See cppreference: std::atomic for the full API and cppreference: memory_order for ordering details.
6. std::once_flag and std::call_once
std::call_once guarantees that a callable is executed exactly once, even if called from multiple threads. This is commonly used for lazy initialization of shared resources.
#include <mutex>
#include <iostream>
#include <thread>
std::once_flag init_flag;
int* shared_resource = nullptr;
void initResource() {
shared_resource = new int(42);
std::cout << "Resource initialized" << std::endl;
}
void worker() {
std::call_once(init_flag, initResource);
std::cout << "Resource value: " << *shared_resource << std::endl;
}
int main() {
std::thread t1(worker);
std::thread t2(worker);
std::thread t3(worker);
t1.join();
t2.join();
t3.join();
// "Resource initialized" is printed exactly once
delete shared_resource;
return 0;
}
7. std::jthread and Stop Tokens (C++20)
std::thread has two awkward properties: it terminates the program if you destruct it without joining, and it has no built-in cancellation mechanism. std::jthread (C++20) fixes both.
#include <thread>
#include <stop_token>
#include <iostream>
void worker(std::stop_token st) {
while (!st.stop_requested()) {
// do work
std::this_thread::sleep_for(std::chrono::milliseconds(100));
}
std::cout << "stopping cleanly\n";
}
void example() {
std::jthread t(worker); // takes a stop_token automatically
std::this_thread::sleep_for(std::chrono::seconds(1));
// jthread's destructor calls request_stop() and join() automatically
}
Compared to std::thread:
- Auto-joining destructor.
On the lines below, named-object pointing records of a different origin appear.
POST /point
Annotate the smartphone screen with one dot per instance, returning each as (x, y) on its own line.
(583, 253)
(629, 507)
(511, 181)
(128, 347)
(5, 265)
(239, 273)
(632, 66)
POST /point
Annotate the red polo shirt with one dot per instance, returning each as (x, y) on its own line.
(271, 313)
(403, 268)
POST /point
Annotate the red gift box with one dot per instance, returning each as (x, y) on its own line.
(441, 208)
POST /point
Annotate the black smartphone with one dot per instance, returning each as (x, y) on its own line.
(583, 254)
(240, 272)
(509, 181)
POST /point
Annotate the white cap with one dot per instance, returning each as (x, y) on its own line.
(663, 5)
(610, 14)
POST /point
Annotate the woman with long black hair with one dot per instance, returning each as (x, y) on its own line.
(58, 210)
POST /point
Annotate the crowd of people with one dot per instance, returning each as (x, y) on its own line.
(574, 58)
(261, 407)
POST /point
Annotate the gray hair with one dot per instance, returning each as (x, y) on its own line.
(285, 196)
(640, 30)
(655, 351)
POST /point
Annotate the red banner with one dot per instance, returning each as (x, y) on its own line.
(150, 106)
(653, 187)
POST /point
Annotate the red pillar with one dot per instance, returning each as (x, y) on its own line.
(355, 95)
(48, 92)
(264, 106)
No more
std::terminateif you forget to calljoin(). - Built-in
stop_token. The thread can cooperatively exit early. - Same API otherwise.
For cancellation, the worker checks stop_requested() in its loop. For interruptible waits, use stop_callback to wake up a condition_variable_any:
std::condition_variable_any cv;
std::stop_callback cb(stop_token, [&] { cv.notify_all(); });
cv.wait(lock, stop_token, [] { return ready; }); // wakes on ready or stop
8. Latches, Barriers, and Semaphores (C++20)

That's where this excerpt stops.